2 moms found this helpful

As a middle school teacher- please don't stop reading w/ your son :) It is special for you and him and it only makes him a better reader/listener!

2 moms found this helpful

As an elementary school teacher....I only wish that all of my mommies would still be reading to their children at night. You are doing such an awesome thing for your son. Reading a book that is a bit above his level will do wonders. Just having him see that reading is important to you will make him love it...and trust me....boys start to pull away from reading. It suddenly becomes " not cool". If you don't want to be tied to it every night, try a "we will read every other night together, and you can read by yourself on the other nights." deal. See if that helps....
C.

1 mom found this helpful

I still read to my 7 year old at night... I'm not sure why you would stop! Especially since I see you're working, and he's at school all day. It's a nice time for you two to be together. What does it take, 15 to 30 minutes? It's nice to have a routine like that before bed, and it's good to have an interrupted time together at some point during the day. I don't understand why your husband would be against it... you won't be reading to him nightly when he's in college. They grow up so quickly as it is! :)

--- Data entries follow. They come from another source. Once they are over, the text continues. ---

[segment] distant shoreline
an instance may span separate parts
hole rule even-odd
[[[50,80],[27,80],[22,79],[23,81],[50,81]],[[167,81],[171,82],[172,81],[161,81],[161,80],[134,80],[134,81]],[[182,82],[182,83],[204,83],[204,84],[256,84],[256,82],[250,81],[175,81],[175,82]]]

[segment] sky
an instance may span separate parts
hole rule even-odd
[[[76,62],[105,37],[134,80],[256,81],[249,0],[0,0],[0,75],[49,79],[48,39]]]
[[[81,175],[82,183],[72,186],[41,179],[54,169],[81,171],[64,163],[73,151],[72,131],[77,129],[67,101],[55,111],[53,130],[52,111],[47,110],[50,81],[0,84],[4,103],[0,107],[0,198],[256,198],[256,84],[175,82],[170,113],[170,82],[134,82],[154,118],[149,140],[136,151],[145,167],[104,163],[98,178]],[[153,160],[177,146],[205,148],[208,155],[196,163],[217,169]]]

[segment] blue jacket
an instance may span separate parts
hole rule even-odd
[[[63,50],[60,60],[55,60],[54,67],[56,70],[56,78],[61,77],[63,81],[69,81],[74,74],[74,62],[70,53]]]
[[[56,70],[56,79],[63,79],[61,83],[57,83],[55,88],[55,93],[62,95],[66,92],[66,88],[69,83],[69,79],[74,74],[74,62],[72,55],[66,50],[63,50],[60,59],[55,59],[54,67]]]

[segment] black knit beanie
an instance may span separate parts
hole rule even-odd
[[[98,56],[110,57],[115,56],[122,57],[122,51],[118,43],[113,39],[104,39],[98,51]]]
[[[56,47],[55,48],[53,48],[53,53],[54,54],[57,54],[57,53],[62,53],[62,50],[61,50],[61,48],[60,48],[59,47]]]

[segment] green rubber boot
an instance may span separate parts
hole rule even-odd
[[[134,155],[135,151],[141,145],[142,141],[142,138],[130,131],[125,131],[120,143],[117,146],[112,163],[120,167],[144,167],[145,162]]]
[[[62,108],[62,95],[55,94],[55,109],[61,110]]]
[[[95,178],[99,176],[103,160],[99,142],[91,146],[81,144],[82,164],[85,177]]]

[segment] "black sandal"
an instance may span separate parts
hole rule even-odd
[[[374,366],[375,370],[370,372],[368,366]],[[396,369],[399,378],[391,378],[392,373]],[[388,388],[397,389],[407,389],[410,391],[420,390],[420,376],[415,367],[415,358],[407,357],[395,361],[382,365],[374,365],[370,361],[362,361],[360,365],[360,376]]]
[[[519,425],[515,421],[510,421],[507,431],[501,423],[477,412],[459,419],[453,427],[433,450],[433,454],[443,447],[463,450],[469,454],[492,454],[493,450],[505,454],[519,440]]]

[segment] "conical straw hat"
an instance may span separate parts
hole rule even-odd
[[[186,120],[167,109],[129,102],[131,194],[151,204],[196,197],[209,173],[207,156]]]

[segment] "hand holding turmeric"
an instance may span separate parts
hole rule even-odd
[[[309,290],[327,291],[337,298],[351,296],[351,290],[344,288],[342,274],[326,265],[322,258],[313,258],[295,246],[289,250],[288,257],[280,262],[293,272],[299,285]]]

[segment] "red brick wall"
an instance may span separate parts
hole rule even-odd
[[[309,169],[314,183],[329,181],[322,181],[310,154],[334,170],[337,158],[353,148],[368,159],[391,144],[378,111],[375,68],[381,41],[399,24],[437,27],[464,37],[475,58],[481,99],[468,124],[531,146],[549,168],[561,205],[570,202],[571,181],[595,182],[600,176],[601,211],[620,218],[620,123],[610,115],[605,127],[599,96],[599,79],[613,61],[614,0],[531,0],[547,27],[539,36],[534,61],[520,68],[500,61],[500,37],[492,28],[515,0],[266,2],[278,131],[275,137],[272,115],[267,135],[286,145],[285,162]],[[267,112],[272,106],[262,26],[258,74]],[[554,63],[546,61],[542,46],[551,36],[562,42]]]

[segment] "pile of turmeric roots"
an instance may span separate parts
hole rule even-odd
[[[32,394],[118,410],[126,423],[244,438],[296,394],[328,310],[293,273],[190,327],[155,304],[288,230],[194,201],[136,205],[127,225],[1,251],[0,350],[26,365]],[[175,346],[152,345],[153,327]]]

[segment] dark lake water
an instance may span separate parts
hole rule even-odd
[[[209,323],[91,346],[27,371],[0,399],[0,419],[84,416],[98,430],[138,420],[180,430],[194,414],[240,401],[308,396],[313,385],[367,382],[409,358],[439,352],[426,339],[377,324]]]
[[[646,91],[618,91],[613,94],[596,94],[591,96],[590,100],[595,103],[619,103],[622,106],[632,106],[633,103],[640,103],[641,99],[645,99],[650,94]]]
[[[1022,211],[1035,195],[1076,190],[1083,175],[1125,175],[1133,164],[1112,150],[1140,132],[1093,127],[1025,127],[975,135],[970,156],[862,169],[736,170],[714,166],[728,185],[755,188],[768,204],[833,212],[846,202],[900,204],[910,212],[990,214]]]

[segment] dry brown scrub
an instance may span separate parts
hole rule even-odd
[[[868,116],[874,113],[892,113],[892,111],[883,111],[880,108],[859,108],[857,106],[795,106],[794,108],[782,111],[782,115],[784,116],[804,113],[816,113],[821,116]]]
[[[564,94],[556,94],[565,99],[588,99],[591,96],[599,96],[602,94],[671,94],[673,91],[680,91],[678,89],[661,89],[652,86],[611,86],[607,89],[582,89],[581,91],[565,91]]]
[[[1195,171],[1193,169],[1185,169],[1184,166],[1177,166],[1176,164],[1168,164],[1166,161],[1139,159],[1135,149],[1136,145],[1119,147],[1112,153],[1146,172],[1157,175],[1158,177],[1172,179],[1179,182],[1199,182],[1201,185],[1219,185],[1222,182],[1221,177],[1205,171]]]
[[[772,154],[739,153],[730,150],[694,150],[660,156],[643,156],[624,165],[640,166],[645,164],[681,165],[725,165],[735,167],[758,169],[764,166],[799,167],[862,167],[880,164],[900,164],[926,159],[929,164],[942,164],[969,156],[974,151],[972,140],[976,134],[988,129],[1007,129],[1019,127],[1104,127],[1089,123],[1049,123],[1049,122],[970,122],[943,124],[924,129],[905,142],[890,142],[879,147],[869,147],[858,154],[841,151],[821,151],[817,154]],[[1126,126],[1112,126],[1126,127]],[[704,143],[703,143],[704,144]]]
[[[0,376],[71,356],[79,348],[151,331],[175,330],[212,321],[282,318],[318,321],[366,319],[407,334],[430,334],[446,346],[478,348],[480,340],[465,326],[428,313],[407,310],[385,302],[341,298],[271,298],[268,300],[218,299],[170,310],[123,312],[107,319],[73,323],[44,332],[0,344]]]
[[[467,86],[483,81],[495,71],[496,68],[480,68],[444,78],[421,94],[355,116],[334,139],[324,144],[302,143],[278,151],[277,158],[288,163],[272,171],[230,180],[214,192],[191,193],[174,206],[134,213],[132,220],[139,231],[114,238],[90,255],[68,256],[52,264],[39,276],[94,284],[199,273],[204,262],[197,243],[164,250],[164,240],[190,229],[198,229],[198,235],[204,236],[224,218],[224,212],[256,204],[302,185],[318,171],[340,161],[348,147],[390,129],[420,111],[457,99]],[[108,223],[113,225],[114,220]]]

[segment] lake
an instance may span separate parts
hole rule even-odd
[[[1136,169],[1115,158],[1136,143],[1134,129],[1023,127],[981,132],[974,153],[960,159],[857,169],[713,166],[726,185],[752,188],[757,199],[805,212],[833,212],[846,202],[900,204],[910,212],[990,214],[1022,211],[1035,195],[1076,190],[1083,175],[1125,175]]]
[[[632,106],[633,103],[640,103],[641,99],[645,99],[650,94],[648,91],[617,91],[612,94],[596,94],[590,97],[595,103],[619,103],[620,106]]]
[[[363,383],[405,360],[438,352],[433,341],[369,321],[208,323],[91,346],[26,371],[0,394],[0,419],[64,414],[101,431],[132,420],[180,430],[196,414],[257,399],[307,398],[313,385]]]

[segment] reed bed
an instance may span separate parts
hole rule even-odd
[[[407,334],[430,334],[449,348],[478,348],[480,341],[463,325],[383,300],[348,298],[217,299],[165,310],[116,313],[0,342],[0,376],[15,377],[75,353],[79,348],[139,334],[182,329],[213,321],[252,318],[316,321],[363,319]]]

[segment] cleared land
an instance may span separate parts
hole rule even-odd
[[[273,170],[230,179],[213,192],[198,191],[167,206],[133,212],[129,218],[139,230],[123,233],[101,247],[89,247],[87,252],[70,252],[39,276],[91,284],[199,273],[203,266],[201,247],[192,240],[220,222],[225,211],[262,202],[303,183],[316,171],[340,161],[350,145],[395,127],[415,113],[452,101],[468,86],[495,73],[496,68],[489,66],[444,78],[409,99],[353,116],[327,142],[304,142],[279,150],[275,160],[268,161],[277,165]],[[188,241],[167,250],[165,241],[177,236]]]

I'm a librarian who spends a lot of time encouraging parents to read to their children. First of all--good for you for reading to your son every night. You have taken the first step to ensure your son's reading success and the time you spend with him shows that you consider reading an important part of the day.
As your son gets older, the way you share books will change. At 7 you can take turns reading to each other. Let your son read things on his own level and then Mom can read something a little harder to help challenge him. To really get the most out of the experience, discuss the books you read. Ask questions that will encourage your son to think about the characters in the story--what kind of people are they? How do they relate to each other? How do they compare to characters in other stories? How would you react in that situation? This type of discussion will enrich your reading experience and encourage your son to be a thinker.
There is no set age for reading together to stop. It depends on the child and will usually fall by the wayside somewhere around middle school as homework and extracurricular activities take over.
In the meantime, ENJOY!!!

Keep on reading to him, K.! I know how it feels to want to get things done around the house, but some day, when he's grown and gone, you will wish you could snuggle up with your little guy instead of finishing up those dinner dishes!

Personally I am right there with you. I have TONS to do at the end of the day BUT, I dont think there is ever a "right time" to stop reading to your children at night. There will come a day where he wont want that anymore, but you will miss it. I know its hard - especially because you are probably the one in your family with the most responsibilities, but cherish this time with your child. This is how they know you love them. Its not because you keep the laundry done, the house clean, the bills paid. Its the time you spend with them doing something that is important to them. All you have is now. Good luck Kelly and hang in there!

Whatever you do, do not stop reading to your children. You will reap the rewards, not only because he will become a better person, but just think about the time that you are getting to spend with your son, alone. Just the two of you. You will never get this back. Kids grow up so quickly. I have a 3 year old and a 28 month old. People cannot believe how clearly they both speak and interact with me when we are out. And it is because we read a lot. Both of my children have their own little libraries in their rooms(which they make a mess of all the time)but it is worth it. My daughter at 28 months, has about the same vocabulary as her brother and speaks either as clear or even more so. I do spend a lot of time with them, but I would never change this for the world. Just my humble opinion. Good Luck!